Les accusations criminelles, quoique rares, sont une réalité
Les employeurs peuvent être tenus criminellement responsables de manquements en matière de santé et de sécurité. En 2004, le Code criminel a été modifié par l’ajout de nouvelles infractions criminelles qui font en sorte que des organisations, y compris des sociétés, leurs agents et quiconque supervise le travail d’autrui, puissent être tenues criminellement responsables des lésions corporelles ou des accidents mortels travail causés par la négligence (article 217.1 du Code criminel).
Ces dispositions du Code criminel ont une incidence sur l’ensemble des organisations et des personnes qui supervisent le travail d’autrui, partout au Canada. Ces organisations comprennent les gouvernements fédéral, provinciaux et municipaux, les sociétés, les entreprises privées, les organismes de bienfaisance et les organismes non gouvernementaux.
Les exigences en matière de santé et de sécurité au travail
En plus de la responsabilité pénale, tous les employeurs sont soumis à la législation en matière de santé et de sécurité au travail. En vertu de la législation en matière de santé et de sécurité au travail, les employeurs sont tenus, entre autres obligations, de prendre toutes les mesures voulues pour assurer la santé et la sécurité de l’employé. Les exigences en matière de santé et de sécurité diffèrent selon la province de l’employeur, son assujettissement au régime fédéral, le type de travail accompli par les employés et le nombre d’employés. L’employeur qui ne remplit pas les obligations que lui impose la législation en matière de santé et de sécurité au travail est coupable d’une infraction et peut se voir imposer une lourde amende ou une peine d’incarcération.
Limitation de la responsabilité potentielle
Les employeurs peuvent limiter leur responsabilité et réduire leur risque d’accusation en vertu du Code criminel ou de la législation en matière de santé et de sécurité au travail, en mettant en place un programme efficace lié à la santé et à la sécurité au travail.
En tant qu’employeur, vous devriez, à la fois :
- vous familiariser avec les obligations en matière de santé et de sécurité au travail qui vous incombent;
- connaître les risques présents dans votre milieu de travail;
- élaborer un plan visant leur réduction ou leur élimination.

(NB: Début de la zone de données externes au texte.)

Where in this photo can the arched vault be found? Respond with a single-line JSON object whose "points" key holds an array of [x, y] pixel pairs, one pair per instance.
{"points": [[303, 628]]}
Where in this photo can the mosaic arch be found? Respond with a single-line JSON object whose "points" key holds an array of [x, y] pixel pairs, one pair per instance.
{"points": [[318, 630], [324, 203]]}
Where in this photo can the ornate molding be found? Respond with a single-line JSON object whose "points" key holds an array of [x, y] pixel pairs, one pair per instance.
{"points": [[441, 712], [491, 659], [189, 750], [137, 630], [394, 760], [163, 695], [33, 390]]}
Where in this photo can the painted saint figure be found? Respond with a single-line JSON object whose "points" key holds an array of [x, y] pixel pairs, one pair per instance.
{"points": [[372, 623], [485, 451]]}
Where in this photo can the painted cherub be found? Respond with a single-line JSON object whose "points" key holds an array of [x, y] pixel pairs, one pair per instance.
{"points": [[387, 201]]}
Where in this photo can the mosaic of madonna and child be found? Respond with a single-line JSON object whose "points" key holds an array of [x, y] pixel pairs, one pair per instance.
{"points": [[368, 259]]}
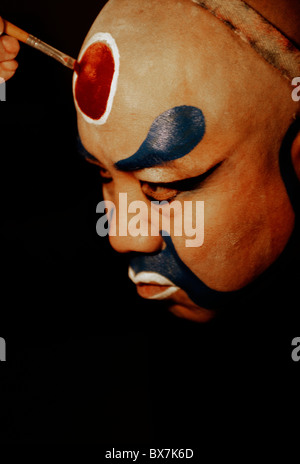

Les employeurs devraient également veiller à ce que les employés connaissent les programmes de santé et de sécurité au travail de l’entreprise, qu’ils soient informés des risques présents en milieu de travail et qu’ils reçoivent une formation et un matériel de sûreté adéquats. En faisant preuve de diligence face aux exigences en matière de santé et de sécurité au travail, les employeurs se protègent eux-mêmes et protègent aussi leurs employés.